Penyelidikan ini bertujuan untuk mengungkap adanya praktik korupsi dalam pengelolaan dana pendidikan tersebut.
Plt Asisten Pidana Khusus (Aspidsus) Kejati NTB, Elly Rahmawati, menyampaikan bahwa pihaknya masih melakukan telaah awal. Proses ini meliputi mempelajari sejumlah dokumen dan berkas yang berkaitan dengan DAK Dikbud NTB. “Kami sedang menelaah dokumen-dokumen terkait sebelum melangkah lebih jauh,” ujar Elly, dikutip dari laman NTBSatu.
Terkait dengan siapa saja yang akan dipanggil untuk dimintai keterangan, Elly belum memberikan penjelasan rinci. Ia menegaskan bahwa langkah pemanggilan saksi akan dilakukan setelah kejaksaan selesai mempelajari berkas perkara. “Nanti kalau itu,” singkatnya, sambil memastikan bahwa kasus ini menjadi atensi serius bagi Pidsus Kejati NTB.
Informasi di lapangan mengungkap bahwa DAK tahun 2024 diduga bermasalah karena adanya oknum Pegawai Negeri Sipil (PNS) di lingkup Pemprov NTB yang memungut “fee” proyek sebesar 10-15 persen dari para kontraktor.

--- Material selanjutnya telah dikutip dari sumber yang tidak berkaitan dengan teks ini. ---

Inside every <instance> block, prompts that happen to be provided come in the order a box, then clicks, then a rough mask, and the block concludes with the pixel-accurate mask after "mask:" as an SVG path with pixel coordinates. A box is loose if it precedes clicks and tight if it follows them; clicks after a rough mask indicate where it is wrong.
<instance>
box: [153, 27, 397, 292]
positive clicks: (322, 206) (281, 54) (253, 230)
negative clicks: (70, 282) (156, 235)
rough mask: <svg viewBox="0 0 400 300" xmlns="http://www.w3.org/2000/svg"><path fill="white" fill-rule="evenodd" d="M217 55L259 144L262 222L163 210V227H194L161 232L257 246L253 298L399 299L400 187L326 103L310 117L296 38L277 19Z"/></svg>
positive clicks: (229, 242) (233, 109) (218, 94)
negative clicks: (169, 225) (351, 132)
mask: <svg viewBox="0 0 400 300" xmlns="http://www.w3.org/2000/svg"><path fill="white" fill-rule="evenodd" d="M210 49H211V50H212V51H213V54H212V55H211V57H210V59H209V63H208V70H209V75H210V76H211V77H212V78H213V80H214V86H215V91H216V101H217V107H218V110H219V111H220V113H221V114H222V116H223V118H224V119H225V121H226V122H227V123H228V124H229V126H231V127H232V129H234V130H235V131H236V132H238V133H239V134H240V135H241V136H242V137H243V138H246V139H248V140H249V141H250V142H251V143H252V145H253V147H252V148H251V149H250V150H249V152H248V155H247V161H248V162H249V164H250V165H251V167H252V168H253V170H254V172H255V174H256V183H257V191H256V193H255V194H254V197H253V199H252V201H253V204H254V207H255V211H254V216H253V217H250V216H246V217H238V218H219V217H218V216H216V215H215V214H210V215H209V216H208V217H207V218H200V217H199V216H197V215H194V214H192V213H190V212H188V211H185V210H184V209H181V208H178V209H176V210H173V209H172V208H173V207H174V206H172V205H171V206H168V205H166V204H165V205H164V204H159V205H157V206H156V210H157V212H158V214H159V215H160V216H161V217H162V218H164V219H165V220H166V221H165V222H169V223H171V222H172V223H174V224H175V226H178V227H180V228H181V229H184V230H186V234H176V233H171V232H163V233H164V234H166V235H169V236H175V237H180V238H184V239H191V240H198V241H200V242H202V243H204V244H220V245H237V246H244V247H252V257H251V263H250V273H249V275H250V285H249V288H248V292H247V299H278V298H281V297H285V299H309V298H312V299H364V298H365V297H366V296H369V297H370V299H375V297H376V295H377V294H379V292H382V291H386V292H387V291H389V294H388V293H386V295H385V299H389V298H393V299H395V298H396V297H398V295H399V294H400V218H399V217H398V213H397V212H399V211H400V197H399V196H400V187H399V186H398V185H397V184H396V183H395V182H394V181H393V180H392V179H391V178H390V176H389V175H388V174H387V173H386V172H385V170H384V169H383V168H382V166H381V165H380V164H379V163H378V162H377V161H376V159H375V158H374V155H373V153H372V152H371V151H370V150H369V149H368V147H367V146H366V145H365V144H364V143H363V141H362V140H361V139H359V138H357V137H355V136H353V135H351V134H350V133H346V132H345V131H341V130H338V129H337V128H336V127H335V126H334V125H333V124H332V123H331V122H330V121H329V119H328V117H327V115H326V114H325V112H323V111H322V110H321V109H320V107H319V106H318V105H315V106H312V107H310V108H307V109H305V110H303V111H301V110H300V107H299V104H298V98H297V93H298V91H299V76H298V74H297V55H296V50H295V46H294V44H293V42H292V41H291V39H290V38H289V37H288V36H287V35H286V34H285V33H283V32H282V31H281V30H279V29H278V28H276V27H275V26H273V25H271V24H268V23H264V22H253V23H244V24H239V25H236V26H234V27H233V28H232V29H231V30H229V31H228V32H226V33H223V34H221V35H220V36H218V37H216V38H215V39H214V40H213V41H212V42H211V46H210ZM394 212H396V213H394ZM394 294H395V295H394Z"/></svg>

Uang tersebut kemudian dikabarkan ditampung di sebuah perusahaan, dan diduga akan digunakan oleh salah satu pejabat Pemprov NTB untuk kepentingan maju dalam Pilkada 2024, termasuk untuk “membeli” dukungan partai politik serta memenuhi kebutuhan logistik tim pemenangan.

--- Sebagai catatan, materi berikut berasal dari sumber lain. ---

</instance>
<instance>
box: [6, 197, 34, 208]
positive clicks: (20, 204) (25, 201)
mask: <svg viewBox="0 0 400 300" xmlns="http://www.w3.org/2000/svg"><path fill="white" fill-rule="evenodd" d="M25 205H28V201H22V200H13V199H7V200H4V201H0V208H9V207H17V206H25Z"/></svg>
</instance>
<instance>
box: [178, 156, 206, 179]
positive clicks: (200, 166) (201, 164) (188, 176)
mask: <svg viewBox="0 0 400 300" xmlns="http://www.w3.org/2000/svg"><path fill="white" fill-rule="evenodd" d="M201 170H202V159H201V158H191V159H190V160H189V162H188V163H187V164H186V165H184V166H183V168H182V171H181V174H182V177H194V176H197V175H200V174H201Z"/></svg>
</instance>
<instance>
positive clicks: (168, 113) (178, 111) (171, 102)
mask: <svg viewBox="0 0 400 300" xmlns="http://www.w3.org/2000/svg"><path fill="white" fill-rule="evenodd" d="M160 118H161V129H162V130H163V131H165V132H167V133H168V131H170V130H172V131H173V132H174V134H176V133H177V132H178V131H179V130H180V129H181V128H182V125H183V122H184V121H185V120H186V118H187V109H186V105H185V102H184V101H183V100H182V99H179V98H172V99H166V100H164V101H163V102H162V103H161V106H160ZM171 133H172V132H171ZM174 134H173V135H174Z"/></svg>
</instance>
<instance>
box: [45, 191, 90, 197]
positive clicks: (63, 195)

Sebelumnya, Kepala Kejati NTB, Enen Saribanon, telah memerintahkan jajaran pidana khusus untuk menelusuri indikasi korupsi dalam pengelolaan DAK tahun 2023 yang bernilai Rp42 miliar. “Kami sudah meminta tim pidsus untuk menelusurinya dengan mulai mengumpulkan data dan bahan keterangan,” kata Enen pada Desember lalu.
Elly Rahmawati, yang saat itu juga menjabat sebagai Aspidsus Kejati NTB, menyebut bahwa laporan masyarakat mengenai dugaan korupsi tersebut telah ditindaklanjuti. Kasus ini masih berada dalam tahap penyelidikan, di mana jaksa terus melakukan proses Pengumpulan Data (Puldata) dan Pengumpulan Bahan Keterangan (Pulbaket).
Sebagai bagian dari penyelidikan, Elly menegaskan bahwa pihaknya sedang menelusuri indikasi pidana yang berkaitan dengan pengadaan alat peraga dan proyek pembangunan yang bersumber dari DAK. Tim Pidsus Kejati NTB kini fokus memperkuat bukti dan data yang ada untuk mengungkap kebenaran di balik kasus ini.
Pidsus Kejati NTB memastikan bahwa penyelidikan ini akan berjalan secara transparan dan profesional demi menjaga kepercayaan publik terhadap penegakan hukum di NTB.